I will confine myself today to dealing with events only since the beginning of this year, trusting to the few days of quiet I hope still to get at Riederau am Ammersee to put down earlier happenings, since I stopped keeping a regular diary at the beginning of February last year.

I stopped that Diary when it became clear that I was being played with, fooled and used by a most selfish and unscrupulous government for its own petty interests. I did not wish to record the misery I felt or to say the things my heart prompted. But today it is my head compels me to this unwelcome task.

At the beginning of this year I was staying out at Zossen, the most wretched of men.
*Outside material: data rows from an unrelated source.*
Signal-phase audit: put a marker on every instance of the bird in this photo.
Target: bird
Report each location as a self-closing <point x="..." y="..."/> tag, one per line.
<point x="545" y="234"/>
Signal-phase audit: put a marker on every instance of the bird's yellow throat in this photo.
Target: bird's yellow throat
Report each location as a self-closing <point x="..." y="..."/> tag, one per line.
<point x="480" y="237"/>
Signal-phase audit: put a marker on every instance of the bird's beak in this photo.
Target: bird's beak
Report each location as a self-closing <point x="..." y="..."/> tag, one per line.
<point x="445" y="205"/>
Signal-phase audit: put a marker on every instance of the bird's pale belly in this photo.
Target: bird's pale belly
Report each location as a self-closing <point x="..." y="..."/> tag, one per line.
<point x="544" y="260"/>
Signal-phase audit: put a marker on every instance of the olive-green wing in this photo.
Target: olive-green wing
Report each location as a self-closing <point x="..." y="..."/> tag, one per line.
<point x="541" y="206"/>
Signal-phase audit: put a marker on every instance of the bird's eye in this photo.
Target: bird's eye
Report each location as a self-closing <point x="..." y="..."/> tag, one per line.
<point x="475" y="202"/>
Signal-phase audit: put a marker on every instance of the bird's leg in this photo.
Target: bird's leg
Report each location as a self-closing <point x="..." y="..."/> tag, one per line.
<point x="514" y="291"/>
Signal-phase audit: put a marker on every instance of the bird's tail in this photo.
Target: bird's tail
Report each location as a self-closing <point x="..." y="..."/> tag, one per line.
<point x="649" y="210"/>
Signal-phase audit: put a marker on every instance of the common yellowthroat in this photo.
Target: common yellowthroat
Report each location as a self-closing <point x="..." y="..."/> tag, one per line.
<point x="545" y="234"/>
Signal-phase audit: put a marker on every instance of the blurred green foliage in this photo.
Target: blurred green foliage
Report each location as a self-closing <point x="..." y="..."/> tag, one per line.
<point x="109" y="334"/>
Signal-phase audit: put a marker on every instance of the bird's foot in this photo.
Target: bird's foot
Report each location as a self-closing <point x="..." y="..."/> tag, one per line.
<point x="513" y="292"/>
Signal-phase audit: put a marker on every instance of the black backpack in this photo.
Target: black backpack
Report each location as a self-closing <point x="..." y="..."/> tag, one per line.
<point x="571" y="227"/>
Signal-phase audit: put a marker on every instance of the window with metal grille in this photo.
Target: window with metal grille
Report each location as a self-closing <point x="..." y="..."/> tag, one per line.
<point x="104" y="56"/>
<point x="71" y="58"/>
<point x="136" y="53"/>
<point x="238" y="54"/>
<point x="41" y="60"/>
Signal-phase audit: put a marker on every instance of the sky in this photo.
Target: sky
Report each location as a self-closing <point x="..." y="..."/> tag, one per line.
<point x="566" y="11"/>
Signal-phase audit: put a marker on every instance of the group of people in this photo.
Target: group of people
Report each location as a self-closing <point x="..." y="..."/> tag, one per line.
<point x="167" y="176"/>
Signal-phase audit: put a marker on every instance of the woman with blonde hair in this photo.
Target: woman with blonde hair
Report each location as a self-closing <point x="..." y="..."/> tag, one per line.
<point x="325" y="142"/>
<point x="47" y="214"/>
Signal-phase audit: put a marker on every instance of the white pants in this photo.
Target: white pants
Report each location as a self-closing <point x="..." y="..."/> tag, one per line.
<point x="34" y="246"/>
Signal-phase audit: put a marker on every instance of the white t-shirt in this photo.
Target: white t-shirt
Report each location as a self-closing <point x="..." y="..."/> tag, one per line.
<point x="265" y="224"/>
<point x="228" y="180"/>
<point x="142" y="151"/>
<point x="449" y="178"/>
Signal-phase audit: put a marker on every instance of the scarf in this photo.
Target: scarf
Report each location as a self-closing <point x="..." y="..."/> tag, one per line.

The small band of Irish soldiers who had volunteered in May last were there (see the list attached) in uniform, but still kept practically as prisoners of war, and Lt. Monteith in command of them. I had gone out to Zossen on 4th December 1915, to be near him and the men, to encourage and cheer them in their bitter disappointment—and always in the hope that our long-urged journey to the East, to get into action, might be sanctioned. The General Staff here had promised me repeatedly, in December 1915, that the ‘Brigade’ should be sent East.